Sou aquela que te fez ficar noites acordada para cuidar da minha febre, para me
alimentar e para me acalmar quando eu estivesse muito agitada. Eu sou aquela,
mãe, que fazia cartinhas com corações escritos “eu te amo” e deixava na
cabeceira da sua cama. Sou aquela que você beijava os machucados sempre que eu
caía da bicicleta. Sou aquela que corria pra me aninhar em seu colo
todas as vezes que tinha um pesadelo ou ficava com medo do trovão. Você lembra,
mãe? Eu lembro. Lembro muito bem. Sabe do que eu também lembro? Da época que eu
estava entrando na adolescência e você ficava cada vez mais preocupada comigo.

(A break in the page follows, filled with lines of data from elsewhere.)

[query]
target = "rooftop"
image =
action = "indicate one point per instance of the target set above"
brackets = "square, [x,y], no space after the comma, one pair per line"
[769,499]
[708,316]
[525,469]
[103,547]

A sua filhinha estava crescendo, né? Eu sei que isso assusta. Você já não tem
mais todo aquele controle sobre mim. Eu tô amadurecendo. Eu tô andando
com as minhas próprias pernas. Sei que por conta disso, talvez você pense
que eu não preciso mais de você ou que eu não te amo como antes. Mas eu
amo mãe, nossa, eu te amo demais! Você nunca vai me perder. Eu não poderia
nem começar a descrever o quão maravilhosa você é. Qualquer palavra seria pouca
pra dizer tudo que eu sinto por você. Qualquer gesto seria pequeno frente o meu
amor, a minha gratidão. Você é a pessoa mais importante da minha vida, você é a
minha melhor amiga, o meu porto seguro. Você é o meu bem precioso, sabia? Se eu
pudesse, eu faria com que você jamais fosse embora. Porque eu te
preciso. Eu te preciso muito, mãe. Você é a mulher mais linda, guerreira e
batalhadora que este par de olhos verdes herdados de você já viram. Você é tudo
e muito mais. Você é única. Você é o meu mundo e eu te amo mais do que
você jamais poderá imaginar. E pra mim, o seu dia é todos os dias.